Notes on ‘dor’: An expatriate sensibility

Dor, a Romanian word loosely translated as ‘longing’ or ‘nostalgia’, resists full definition. Its meaning defies translation not due to a lack of equivalents in other languages but because its essence—the sensibility it expresses—cannot be neatly conveyed. As Susan Sontag observed in Notes on Camp, ‘A sensibility is one of the hardest things to talk about.’  

In dor, we can discern the outlines of the expatriate experience. Life as an expat, while enriching, is also marked by absences. Language, foremost among them, becomes precarious terrain. Humor often fails to translate, and emotions, expressed in words from a different cultural context, may feel distorted. Familiar foods, once unremarkable, become symbols.

Living in a foreign culture often feels unreal. The world seems dreamlike, its contours unstable. This disorientation sharpens awareness of one’s own cultural habits, which suddenly appear constructed, performed. Simultaneously, distance from home creates a vague nostalgia, perhaps for a version of oneself that is inaccessible.  

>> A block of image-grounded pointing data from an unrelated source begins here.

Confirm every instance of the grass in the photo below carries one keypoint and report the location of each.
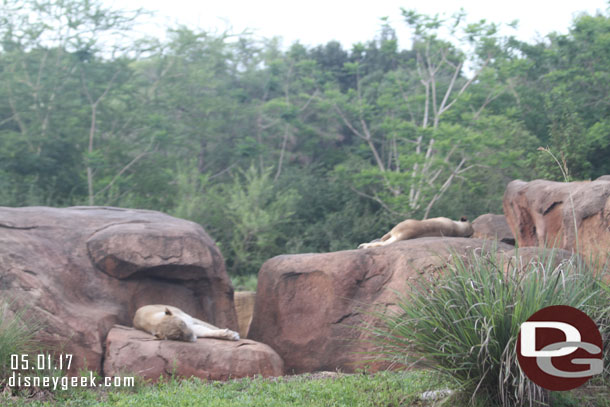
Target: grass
(244, 282)
(465, 324)
(17, 335)
(382, 389)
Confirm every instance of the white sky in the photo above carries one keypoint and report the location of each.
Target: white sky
(316, 22)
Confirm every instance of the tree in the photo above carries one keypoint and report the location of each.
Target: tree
(398, 116)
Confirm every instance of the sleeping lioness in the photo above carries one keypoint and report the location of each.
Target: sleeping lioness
(167, 322)
(413, 228)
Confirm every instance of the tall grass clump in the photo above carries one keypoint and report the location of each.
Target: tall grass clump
(17, 336)
(465, 323)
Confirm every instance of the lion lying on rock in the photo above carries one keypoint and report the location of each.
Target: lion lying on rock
(412, 228)
(167, 322)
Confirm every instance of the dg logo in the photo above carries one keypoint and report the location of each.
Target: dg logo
(560, 348)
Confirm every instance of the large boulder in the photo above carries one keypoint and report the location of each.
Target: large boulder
(133, 352)
(574, 216)
(81, 270)
(492, 227)
(244, 307)
(309, 306)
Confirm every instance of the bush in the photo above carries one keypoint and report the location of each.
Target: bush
(465, 324)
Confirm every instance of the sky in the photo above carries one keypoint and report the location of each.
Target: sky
(316, 22)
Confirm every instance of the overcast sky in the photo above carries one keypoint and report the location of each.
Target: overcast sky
(315, 22)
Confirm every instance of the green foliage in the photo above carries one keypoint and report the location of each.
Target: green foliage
(329, 147)
(464, 324)
(17, 337)
(387, 389)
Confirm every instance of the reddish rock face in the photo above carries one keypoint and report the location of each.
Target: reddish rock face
(129, 351)
(81, 270)
(308, 304)
(570, 216)
(492, 227)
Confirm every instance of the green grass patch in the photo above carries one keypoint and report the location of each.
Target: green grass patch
(465, 323)
(381, 389)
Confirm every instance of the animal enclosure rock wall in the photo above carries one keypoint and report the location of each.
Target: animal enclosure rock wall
(570, 216)
(81, 270)
(307, 305)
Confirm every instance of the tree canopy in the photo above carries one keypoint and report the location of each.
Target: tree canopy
(279, 150)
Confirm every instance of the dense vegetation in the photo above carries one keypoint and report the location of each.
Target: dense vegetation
(289, 150)
(466, 323)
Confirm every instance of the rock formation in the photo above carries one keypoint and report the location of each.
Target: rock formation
(81, 270)
(308, 304)
(570, 216)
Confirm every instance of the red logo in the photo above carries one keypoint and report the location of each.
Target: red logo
(559, 348)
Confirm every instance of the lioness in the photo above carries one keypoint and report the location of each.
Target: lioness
(412, 228)
(167, 322)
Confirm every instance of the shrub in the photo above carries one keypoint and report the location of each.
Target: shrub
(465, 324)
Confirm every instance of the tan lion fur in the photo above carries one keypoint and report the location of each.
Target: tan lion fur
(167, 322)
(412, 228)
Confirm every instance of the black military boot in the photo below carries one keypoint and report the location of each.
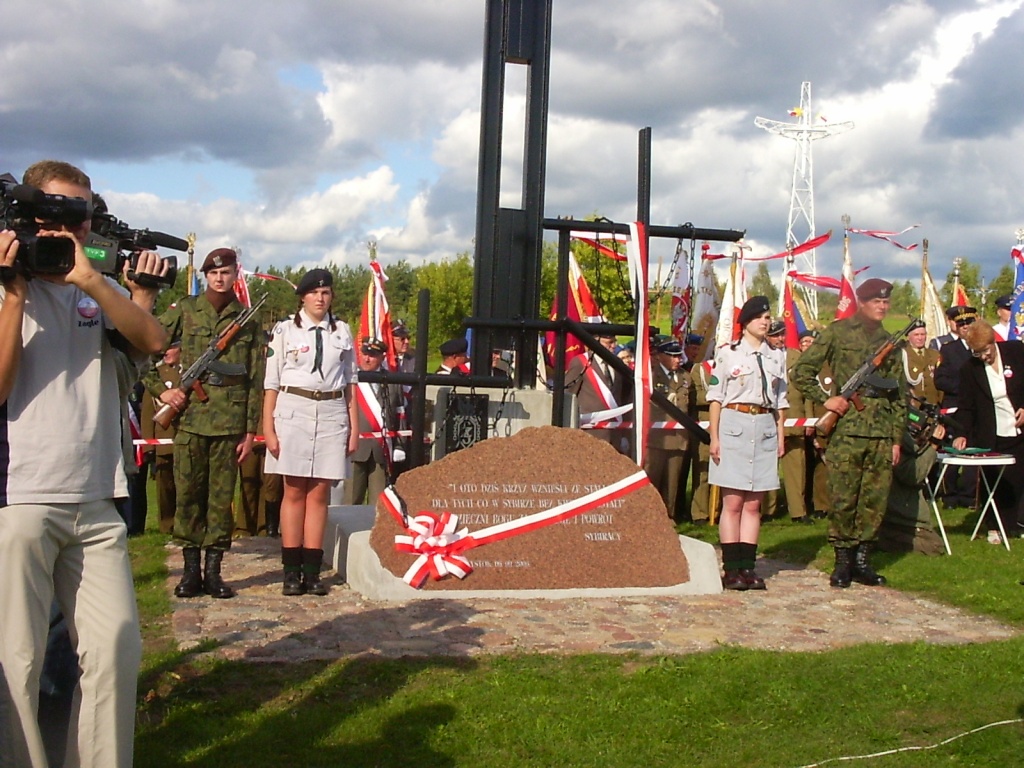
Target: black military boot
(212, 583)
(841, 576)
(862, 570)
(291, 558)
(311, 559)
(192, 580)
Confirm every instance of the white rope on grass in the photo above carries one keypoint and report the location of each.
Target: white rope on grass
(912, 749)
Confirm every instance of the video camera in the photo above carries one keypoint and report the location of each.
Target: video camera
(112, 242)
(925, 423)
(23, 208)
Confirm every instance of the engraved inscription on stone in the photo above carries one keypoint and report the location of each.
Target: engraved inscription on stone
(627, 542)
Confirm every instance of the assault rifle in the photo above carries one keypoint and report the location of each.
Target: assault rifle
(208, 364)
(865, 375)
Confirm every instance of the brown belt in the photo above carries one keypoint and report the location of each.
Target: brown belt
(314, 394)
(744, 408)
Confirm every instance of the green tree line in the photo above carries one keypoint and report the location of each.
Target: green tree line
(451, 285)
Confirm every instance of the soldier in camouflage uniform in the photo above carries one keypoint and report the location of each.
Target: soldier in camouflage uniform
(865, 444)
(213, 437)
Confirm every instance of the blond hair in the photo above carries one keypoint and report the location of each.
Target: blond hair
(39, 173)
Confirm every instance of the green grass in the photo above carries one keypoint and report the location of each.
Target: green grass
(726, 708)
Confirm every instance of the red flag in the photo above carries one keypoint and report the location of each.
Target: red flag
(242, 287)
(847, 297)
(793, 317)
(582, 308)
(960, 296)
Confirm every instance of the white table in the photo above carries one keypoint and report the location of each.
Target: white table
(967, 460)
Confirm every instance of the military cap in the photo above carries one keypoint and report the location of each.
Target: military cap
(670, 347)
(454, 346)
(754, 307)
(964, 315)
(373, 346)
(312, 280)
(217, 258)
(876, 288)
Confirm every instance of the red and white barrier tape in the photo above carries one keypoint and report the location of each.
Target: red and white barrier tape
(439, 546)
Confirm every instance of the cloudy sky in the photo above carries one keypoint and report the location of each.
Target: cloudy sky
(300, 130)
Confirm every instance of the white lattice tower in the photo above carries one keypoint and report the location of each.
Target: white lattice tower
(801, 226)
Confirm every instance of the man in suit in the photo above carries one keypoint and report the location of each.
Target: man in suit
(598, 387)
(1004, 308)
(667, 448)
(991, 410)
(454, 356)
(404, 356)
(960, 487)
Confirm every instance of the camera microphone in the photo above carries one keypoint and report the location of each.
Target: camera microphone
(163, 240)
(27, 194)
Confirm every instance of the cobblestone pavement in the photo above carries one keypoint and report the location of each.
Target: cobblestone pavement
(799, 611)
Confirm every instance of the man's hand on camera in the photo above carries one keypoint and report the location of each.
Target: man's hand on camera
(82, 274)
(13, 282)
(150, 262)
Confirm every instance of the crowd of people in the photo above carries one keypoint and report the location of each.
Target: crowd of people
(866, 477)
(78, 346)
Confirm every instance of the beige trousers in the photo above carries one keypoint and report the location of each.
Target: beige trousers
(78, 553)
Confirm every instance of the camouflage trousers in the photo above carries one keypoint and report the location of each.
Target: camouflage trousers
(859, 475)
(205, 472)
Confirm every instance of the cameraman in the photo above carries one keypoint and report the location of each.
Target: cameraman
(60, 457)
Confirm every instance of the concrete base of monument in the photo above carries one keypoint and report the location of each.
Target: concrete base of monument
(347, 548)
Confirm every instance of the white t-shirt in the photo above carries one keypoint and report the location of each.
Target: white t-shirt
(290, 359)
(60, 427)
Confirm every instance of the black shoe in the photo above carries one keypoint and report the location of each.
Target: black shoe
(841, 576)
(213, 585)
(754, 582)
(192, 580)
(294, 585)
(313, 585)
(862, 571)
(734, 581)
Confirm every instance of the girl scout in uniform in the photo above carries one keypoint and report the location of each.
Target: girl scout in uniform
(747, 398)
(307, 412)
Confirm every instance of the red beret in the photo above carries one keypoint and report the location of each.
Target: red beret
(217, 258)
(876, 288)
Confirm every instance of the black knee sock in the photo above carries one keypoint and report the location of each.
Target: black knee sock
(311, 559)
(748, 555)
(731, 556)
(291, 558)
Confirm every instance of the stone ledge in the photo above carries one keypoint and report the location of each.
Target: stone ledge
(347, 548)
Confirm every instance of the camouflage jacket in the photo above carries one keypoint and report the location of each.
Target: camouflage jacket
(845, 345)
(235, 402)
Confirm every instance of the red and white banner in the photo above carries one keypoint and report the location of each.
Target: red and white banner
(636, 254)
(375, 320)
(888, 236)
(440, 546)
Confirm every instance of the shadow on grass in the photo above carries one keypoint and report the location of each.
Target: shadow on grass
(207, 711)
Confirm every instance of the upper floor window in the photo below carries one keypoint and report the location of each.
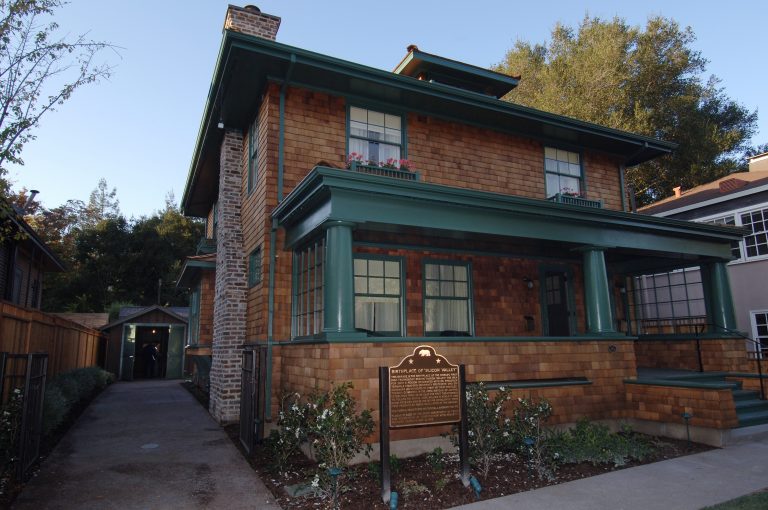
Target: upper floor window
(755, 244)
(447, 307)
(378, 295)
(253, 151)
(563, 171)
(377, 136)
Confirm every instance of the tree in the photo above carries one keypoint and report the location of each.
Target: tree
(38, 70)
(646, 81)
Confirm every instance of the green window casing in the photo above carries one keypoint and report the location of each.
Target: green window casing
(254, 267)
(253, 151)
(447, 299)
(379, 295)
(308, 285)
(376, 136)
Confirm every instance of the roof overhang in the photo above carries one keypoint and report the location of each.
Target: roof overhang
(247, 63)
(328, 194)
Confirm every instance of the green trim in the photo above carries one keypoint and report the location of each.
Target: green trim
(333, 194)
(415, 340)
(681, 384)
(403, 295)
(570, 296)
(538, 383)
(469, 298)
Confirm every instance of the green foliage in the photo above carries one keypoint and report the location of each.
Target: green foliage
(489, 429)
(337, 433)
(37, 58)
(291, 432)
(435, 460)
(10, 428)
(67, 389)
(649, 81)
(596, 444)
(528, 426)
(55, 409)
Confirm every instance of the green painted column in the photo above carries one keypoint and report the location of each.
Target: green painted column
(339, 289)
(718, 297)
(597, 293)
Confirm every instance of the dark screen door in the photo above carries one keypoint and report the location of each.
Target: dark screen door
(556, 295)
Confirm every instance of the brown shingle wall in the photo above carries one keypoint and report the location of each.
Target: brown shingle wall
(710, 408)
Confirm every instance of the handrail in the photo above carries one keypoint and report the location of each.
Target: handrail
(758, 353)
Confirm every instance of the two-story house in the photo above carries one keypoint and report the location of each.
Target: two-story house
(504, 240)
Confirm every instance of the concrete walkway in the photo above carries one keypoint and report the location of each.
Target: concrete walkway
(685, 483)
(145, 445)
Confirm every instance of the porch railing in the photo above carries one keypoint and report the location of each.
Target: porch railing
(395, 173)
(561, 198)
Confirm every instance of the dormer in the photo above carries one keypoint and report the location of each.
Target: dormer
(435, 69)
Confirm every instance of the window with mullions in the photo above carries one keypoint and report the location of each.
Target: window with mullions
(447, 304)
(253, 150)
(760, 330)
(377, 136)
(378, 296)
(728, 220)
(563, 171)
(756, 243)
(308, 286)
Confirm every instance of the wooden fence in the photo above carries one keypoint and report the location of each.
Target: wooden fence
(69, 345)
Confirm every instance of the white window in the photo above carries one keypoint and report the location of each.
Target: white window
(760, 329)
(447, 299)
(378, 296)
(376, 136)
(563, 172)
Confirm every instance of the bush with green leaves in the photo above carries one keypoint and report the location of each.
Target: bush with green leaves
(596, 444)
(337, 433)
(291, 432)
(530, 436)
(488, 428)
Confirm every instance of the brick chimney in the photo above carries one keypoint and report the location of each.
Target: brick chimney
(250, 20)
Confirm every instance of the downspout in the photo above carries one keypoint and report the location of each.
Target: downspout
(273, 242)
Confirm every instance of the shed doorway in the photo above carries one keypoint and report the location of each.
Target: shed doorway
(153, 351)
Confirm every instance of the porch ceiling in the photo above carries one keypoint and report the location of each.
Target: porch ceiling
(381, 203)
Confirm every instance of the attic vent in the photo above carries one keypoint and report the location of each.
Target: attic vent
(729, 185)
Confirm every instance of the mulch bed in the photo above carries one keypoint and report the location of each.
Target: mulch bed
(419, 486)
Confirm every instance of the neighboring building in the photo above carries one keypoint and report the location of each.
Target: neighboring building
(741, 200)
(24, 259)
(504, 241)
(147, 342)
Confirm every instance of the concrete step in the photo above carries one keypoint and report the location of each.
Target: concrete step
(753, 418)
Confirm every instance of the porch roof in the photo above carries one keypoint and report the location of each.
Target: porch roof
(382, 203)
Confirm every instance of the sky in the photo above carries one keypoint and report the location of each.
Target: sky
(138, 128)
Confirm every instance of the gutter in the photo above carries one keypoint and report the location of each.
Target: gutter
(273, 241)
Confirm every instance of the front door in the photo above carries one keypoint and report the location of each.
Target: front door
(175, 356)
(556, 303)
(129, 352)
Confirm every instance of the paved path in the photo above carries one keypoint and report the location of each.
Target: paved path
(145, 445)
(685, 483)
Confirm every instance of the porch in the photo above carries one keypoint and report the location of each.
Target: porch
(533, 294)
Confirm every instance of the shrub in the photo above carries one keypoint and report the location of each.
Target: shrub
(337, 433)
(594, 443)
(292, 432)
(55, 409)
(529, 433)
(488, 430)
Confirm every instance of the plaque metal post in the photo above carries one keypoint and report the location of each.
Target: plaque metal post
(463, 429)
(384, 433)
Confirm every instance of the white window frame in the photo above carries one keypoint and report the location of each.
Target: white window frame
(757, 338)
(736, 213)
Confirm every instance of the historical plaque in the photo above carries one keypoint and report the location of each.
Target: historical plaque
(424, 389)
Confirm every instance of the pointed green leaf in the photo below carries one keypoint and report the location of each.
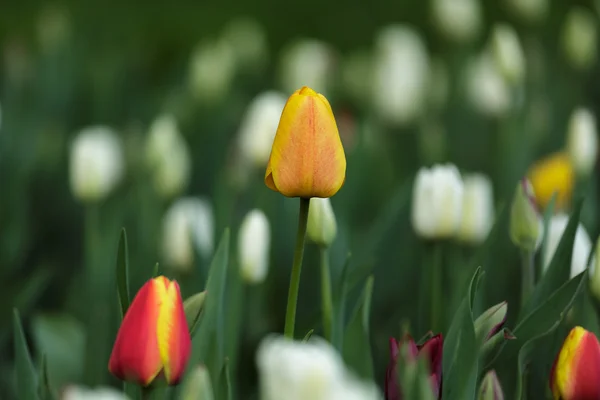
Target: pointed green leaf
(27, 379)
(123, 273)
(357, 346)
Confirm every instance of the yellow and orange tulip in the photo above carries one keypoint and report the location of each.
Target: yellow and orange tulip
(307, 158)
(154, 336)
(576, 371)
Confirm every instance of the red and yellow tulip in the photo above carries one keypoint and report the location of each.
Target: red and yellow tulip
(154, 338)
(307, 158)
(576, 371)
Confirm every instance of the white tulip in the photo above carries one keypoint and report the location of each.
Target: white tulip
(458, 20)
(96, 163)
(293, 370)
(579, 38)
(168, 156)
(212, 70)
(188, 226)
(581, 247)
(582, 141)
(437, 202)
(74, 392)
(254, 244)
(322, 227)
(258, 127)
(400, 75)
(307, 62)
(478, 209)
(487, 89)
(508, 53)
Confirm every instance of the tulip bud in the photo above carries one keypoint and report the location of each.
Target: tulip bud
(188, 226)
(581, 247)
(437, 202)
(553, 174)
(307, 158)
(579, 41)
(525, 223)
(153, 337)
(508, 53)
(254, 243)
(322, 227)
(96, 164)
(574, 375)
(582, 141)
(198, 386)
(490, 387)
(478, 209)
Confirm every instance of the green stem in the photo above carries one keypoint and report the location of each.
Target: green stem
(527, 281)
(326, 298)
(290, 315)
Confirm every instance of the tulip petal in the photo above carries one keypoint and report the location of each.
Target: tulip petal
(135, 356)
(172, 331)
(307, 158)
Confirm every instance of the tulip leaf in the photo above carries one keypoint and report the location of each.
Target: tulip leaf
(460, 357)
(26, 375)
(357, 347)
(193, 306)
(559, 269)
(123, 273)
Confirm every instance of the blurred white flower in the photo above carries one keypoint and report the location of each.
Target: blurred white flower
(582, 141)
(400, 73)
(293, 370)
(579, 38)
(188, 227)
(258, 127)
(437, 202)
(96, 163)
(168, 156)
(307, 62)
(581, 247)
(322, 226)
(254, 244)
(508, 53)
(458, 20)
(530, 11)
(486, 88)
(75, 392)
(212, 70)
(249, 42)
(478, 209)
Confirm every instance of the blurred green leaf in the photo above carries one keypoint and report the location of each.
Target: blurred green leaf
(123, 273)
(27, 379)
(357, 346)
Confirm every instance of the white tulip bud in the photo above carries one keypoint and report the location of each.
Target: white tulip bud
(307, 62)
(258, 127)
(96, 163)
(582, 141)
(487, 90)
(581, 247)
(188, 226)
(322, 227)
(168, 157)
(458, 20)
(254, 244)
(293, 370)
(400, 75)
(508, 53)
(579, 38)
(437, 202)
(478, 209)
(212, 70)
(75, 392)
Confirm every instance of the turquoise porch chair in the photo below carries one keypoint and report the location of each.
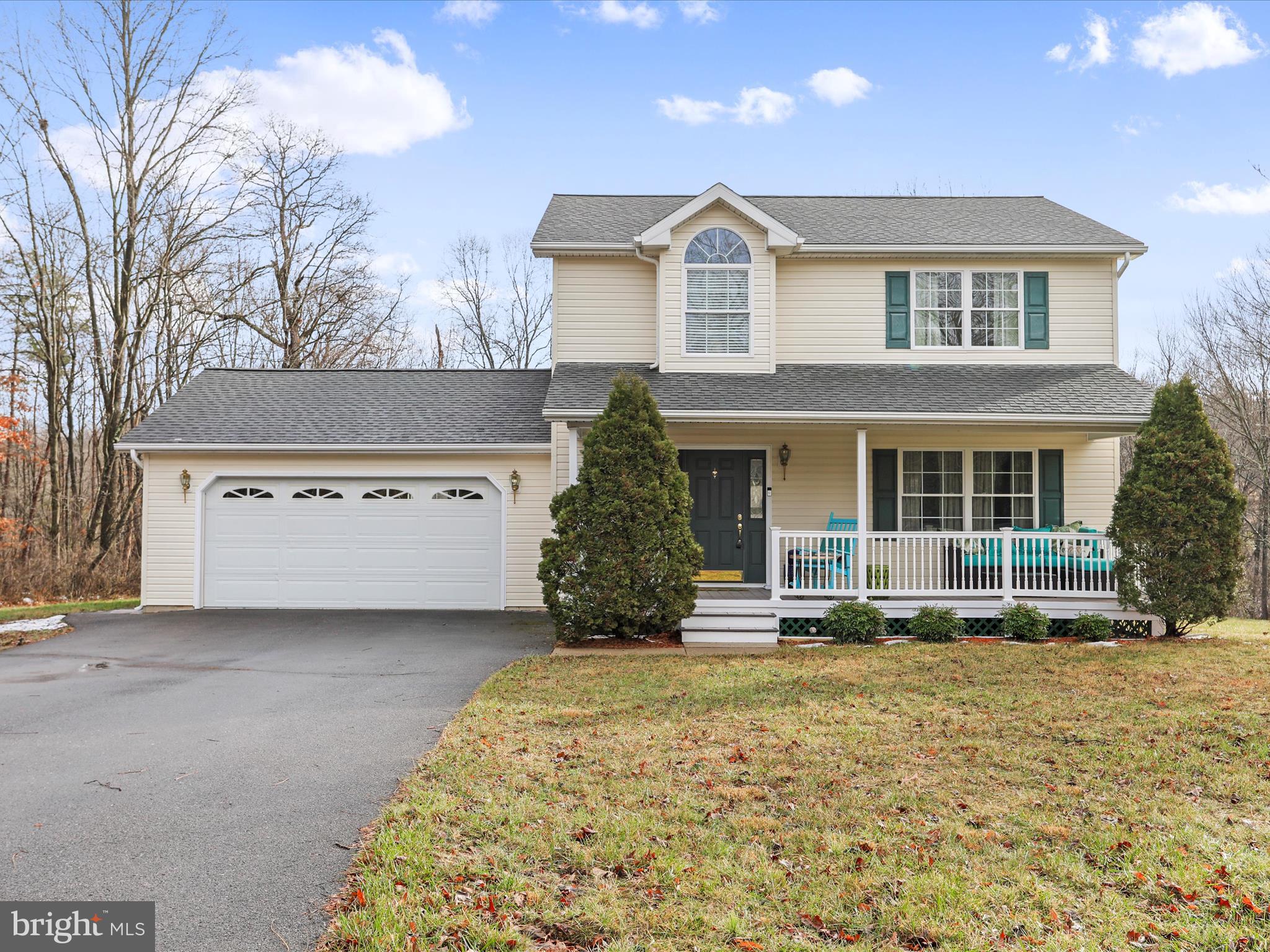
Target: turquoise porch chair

This fragmentation accumulates. The expatriate’s identity stretches across languages and contexts, each shaping them in different ways. Speaking one’s native language becomes an occasional occurrence, while the loss of dreaming in it feels like quiet surrender.  

The expatriate’s identity stretches across languages and contexts, each shaping them in different ways

Dor offers a lens for understanding this sensibility, but talking about it is uncomfortable. Sontag notes that ‘to name a sensibility, to draw its contours and recount its history, requires a deep sympathy modified by revulsion’. The revulsion in articulating dor begins with the failure of language itself; every attempt at communication risks misrepresentation.  

For the expatriate, this revulsion also stems from the vulnerability of admitting to dor. The feeling is not mere homesickness but something more ambiguous, a pull with no clear direction. Then, there is also the awkwardness of longing for one’s culture while living in another, a duality that can feel both self-congratulatory and self-pitying.

Revulsion deepens with the recognition that much of what feels intrinsic—language, humor, taste—is contextual. Displacement exposes the constructedness of identity, often leaving the expatriate alienated from both their adopted and native cultures. 

To name dor is to confront this fragmentation, to face an unstable sense of self. Yet any articulation risks reducing dor to abstraction, stripping it of its lived intensity. This tension—between the desire to explain and the futility of explanation—is itself part of dor.  

To live with dor is to inhabit this tension, to recognize that some feelings can only be gestured towards; to stop writing with the lingering sense that, even now, I have failed to fully convey what I mean.